Dar malas noticias
Emiliano García-Page ha dicho algo que todo el mundo reconoce: a nadie le gusta que le den malas noticias. El médico que te dice que si no dejas de beber te cargarás el hígado, el periodista que te cuenta la verdad cruda y dura de la situación, el conocido que lleva las esquelas mortuorias al día… no son simpáticos. Preferimos al médico que prefiere relativizar la situación porque sabe que si te aprieta no volverás a la consulta, al amiguete que nunca te dirá que bebes demasiado, al político que canta al futuro y evita presentar el presente como la jodida realidad que es. Un político que dice que la receta para salir de una crisis es apretarse el cinturón, ponerse a dieta, reducir gastos y resignarse a ganar menos, no tiene ningún futuro.
En la campaña electoral del año 2008 con la crisis desatada en todo el mundo el más palpable ejemplo fue el debate entre Manuel Pizarro y Pedro Solbes. Hoy no hay nadie que pueda negar la coherencia y la verdad del discurso de Pizarro, un recién aterrizado en política que se creía que estaba hablando para el consejo de administración de una empresa en peligro de quiebra. Dejó muy claro que lo que venía eran inyecciones de hígado de bacalao administradas por un practicante militar. Pedro Solbes no. Simplemente prometió que la pastelería seguía allí delante para atiborrarnos de pepitos de crema y nata. La elección era fácil. Entre el médico que te receta régimen, dieta y antibióticos inyectables y el pastelero de la esquina no hay ninguna duda.
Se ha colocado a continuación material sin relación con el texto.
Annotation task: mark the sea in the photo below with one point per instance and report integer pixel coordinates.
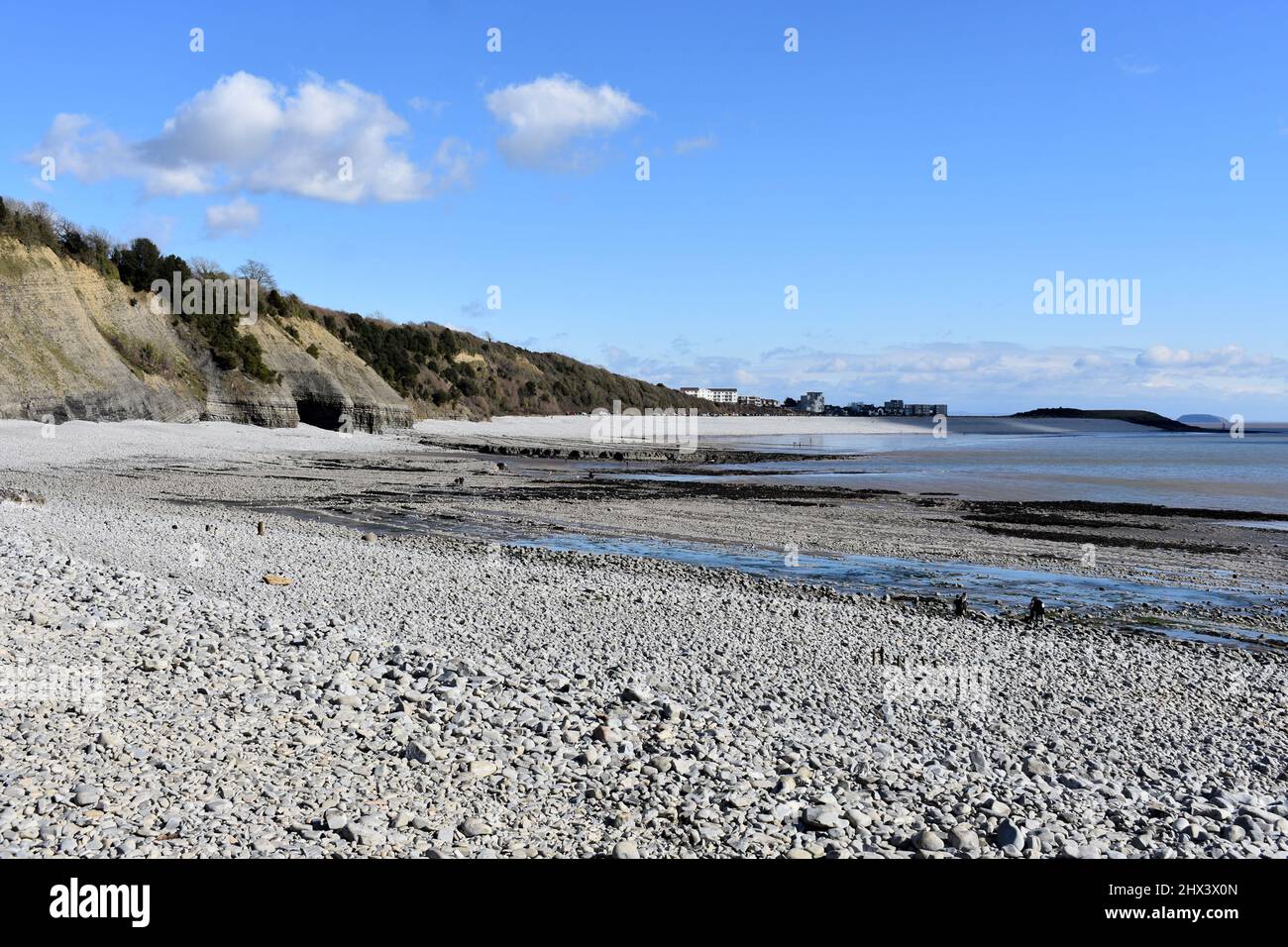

Y ese es el problema de las democracias y la irrupción del populismo. A la gente le gusta que le digan lo que quiere oír y no malas noticias. La demagogia tiene tantos siglos como la democracia y tantos como la necesidad de mantenerse en el gobierno efectivo de la polis sostenido por una clientela que no quiere oír de sacrificios ni de esquelas mortuorias. El instinto de conservación del político con ambición es mucho más fuerte que la tentación del suicidio contenido en el vértigo de una verdad incómoda para la gente. Si eres un vendedor no puedes encabronar a tu cliente machacándole y dándole malas noticias. Si Winston Churchill se pudo permitir prometer sangre, sudor y lágrimas fue porque no había unas elecciones en el horizonte. En cuanto los que le aclamaban entre las ruinas de los bombardeos alemanes sobre Londres tuvieron la oportunidad de elegir entre el cirujano y el pastelero no tuvieron ninguna duda. Pero eso sí, todo el mundo reconoce que fue un hombre de Estado, aunque el revolcón de las primeras elecciones tras la II Guerra Mundial fuera un lección de esas que el pueblo soberano sabe dar para guía de hombres de Estado.
Demasiada sangre, demasiado sudor y demasiadas lágrimas. Eso no vende y es de lo que se trata.